Processado o feito, sobreveio sentença julgando improcedentes os pedidos (ev. 3, 16) e condenando a parte autora ao pagamento das custas judiciais e de honorários advocatícios, fixados em R$ 1.000,00, para o advogado de cada réu.
Opostos embargos de declaração, foram parcialmente acolhidos, para suspender a exigibilidade do pagamento de custas e honorários, em razão da gratuidade concedida (ev. 3, 18).
Inconformada, apela a parte autora (ev. 3, 19). Relata, em síntese, que contratou o primeiro réu para mover ação previdenciária em face do segundo réu, tendo sido informada acerca do julgamento de improcedência daquela demanda em face do laudo médico pericial desfavorável. Posteriormente, historia que procurou novo advogado, descobrindo, então, que na realidade fora homologado acordo no primeiro processo. Diante disso, contatou o réu Jardel, o qual lhe informou que havia dinheiro a pagar e lhe alcançou um cheque no valor de R$ 19.149,58. Afirma que o réu Jardel celebrou acordo sem o seu consentimento e que o laudo médico pericial, em verdade, fora-lhe favorável, concluindo por sua incapacidade total e permanente, razão pela qual já poderia estar em gozo de aposentadoria por invalidez. Sustenta que o réu, mais de um ano antes de lhe entregar o dinheiro relativo ao acordo, já havia sacado e tomado para si o montante. Assevera que houve negligência e má-fé do mencionado profissional, que prestou serviço ineficiente. Defende a necessidade de anulação do acordo, por vício de consentimento, e do pagamento da indenização pleiteada.

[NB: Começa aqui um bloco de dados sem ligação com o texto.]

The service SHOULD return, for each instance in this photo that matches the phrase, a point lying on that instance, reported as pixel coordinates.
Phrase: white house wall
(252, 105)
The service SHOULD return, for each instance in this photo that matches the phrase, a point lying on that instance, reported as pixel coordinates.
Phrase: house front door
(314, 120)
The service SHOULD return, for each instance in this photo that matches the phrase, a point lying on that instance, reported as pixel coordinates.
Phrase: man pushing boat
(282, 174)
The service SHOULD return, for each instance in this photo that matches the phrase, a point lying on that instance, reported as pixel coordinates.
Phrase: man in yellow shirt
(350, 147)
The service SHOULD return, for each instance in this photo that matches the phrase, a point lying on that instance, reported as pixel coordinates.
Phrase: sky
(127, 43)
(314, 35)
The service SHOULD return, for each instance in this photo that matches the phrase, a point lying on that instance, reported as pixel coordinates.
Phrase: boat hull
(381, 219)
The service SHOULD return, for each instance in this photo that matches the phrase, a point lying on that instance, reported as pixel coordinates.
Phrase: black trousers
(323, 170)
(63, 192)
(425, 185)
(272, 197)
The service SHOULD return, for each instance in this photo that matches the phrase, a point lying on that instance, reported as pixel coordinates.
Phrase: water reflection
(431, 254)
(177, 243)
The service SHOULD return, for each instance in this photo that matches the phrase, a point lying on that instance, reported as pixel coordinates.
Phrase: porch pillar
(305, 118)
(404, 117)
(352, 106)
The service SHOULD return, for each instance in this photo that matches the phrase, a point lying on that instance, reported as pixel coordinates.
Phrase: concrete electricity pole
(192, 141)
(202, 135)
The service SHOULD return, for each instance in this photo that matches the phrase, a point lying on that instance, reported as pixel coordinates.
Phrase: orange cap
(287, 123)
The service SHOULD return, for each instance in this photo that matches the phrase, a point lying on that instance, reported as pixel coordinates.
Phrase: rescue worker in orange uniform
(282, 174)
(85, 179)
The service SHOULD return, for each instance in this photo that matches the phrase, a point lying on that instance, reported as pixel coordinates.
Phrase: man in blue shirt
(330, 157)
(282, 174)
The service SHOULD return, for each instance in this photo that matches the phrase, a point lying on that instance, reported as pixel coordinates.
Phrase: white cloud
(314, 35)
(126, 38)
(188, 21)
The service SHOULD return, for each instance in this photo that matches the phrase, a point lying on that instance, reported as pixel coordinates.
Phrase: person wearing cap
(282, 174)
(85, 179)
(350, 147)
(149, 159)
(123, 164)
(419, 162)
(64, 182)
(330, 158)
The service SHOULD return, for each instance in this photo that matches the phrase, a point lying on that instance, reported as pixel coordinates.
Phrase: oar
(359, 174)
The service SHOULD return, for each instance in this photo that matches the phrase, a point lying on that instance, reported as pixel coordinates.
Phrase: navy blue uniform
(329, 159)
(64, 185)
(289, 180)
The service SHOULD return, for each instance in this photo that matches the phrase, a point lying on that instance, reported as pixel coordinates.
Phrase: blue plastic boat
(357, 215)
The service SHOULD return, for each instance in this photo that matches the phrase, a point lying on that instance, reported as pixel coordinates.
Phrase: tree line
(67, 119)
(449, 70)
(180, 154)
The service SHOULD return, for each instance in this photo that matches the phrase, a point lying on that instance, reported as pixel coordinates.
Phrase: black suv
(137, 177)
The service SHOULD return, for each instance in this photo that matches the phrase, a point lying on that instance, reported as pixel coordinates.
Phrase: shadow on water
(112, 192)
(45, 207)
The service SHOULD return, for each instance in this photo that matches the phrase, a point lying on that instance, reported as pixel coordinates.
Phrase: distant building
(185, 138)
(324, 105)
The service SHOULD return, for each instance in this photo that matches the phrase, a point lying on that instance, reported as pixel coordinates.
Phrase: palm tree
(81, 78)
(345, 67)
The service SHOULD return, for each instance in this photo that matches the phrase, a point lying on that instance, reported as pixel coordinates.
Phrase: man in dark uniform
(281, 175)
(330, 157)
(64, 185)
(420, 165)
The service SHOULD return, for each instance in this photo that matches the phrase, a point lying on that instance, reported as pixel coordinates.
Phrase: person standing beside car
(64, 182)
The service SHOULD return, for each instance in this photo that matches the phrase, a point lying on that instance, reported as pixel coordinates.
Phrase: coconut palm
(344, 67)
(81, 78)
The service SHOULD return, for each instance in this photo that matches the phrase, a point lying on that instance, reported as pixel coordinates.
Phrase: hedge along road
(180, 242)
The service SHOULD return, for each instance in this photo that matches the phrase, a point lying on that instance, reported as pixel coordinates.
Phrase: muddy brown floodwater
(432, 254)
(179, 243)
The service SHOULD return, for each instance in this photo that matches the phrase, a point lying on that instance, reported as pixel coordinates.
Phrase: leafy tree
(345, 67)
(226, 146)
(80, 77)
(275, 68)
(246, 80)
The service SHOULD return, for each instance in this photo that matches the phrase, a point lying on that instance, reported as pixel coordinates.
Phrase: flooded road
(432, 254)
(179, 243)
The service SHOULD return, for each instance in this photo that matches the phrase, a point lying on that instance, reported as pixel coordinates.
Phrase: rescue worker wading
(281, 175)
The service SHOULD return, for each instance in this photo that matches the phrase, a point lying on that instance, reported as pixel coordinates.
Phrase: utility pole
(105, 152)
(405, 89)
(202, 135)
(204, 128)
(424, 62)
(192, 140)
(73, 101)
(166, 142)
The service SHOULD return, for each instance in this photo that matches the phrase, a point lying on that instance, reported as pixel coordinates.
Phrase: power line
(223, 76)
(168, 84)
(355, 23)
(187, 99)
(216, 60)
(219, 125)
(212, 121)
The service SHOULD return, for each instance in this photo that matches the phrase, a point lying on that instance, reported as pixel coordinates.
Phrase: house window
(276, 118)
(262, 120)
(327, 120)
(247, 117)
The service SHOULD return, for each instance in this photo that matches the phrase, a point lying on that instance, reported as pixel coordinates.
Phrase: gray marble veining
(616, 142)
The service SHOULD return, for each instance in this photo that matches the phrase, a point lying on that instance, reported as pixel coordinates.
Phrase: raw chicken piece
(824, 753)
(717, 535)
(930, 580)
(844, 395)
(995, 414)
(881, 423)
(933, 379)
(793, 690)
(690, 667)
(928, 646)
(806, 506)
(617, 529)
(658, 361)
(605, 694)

Com contrarrazões por ambos os réus (ev. 3, 20). O réu Jardel, em preliminar, arguiu o não conhecimento do apelo, por não atacar os fundamentos da sentença.
Vieram os autos a Esta Corte.
As partes foram instadas a se manifestar sobre a (in)viabilidade de cumulação de ações (a) em face do INSS, para anulação de acordo homologado judicialmente, e (b) em face do antigo advogado, para responsabilização civil, e a consequente (in)competência da jurisdição delegada - e desta Corte - para processar e julgar o pedido relativo ao item "b" (ev. 15).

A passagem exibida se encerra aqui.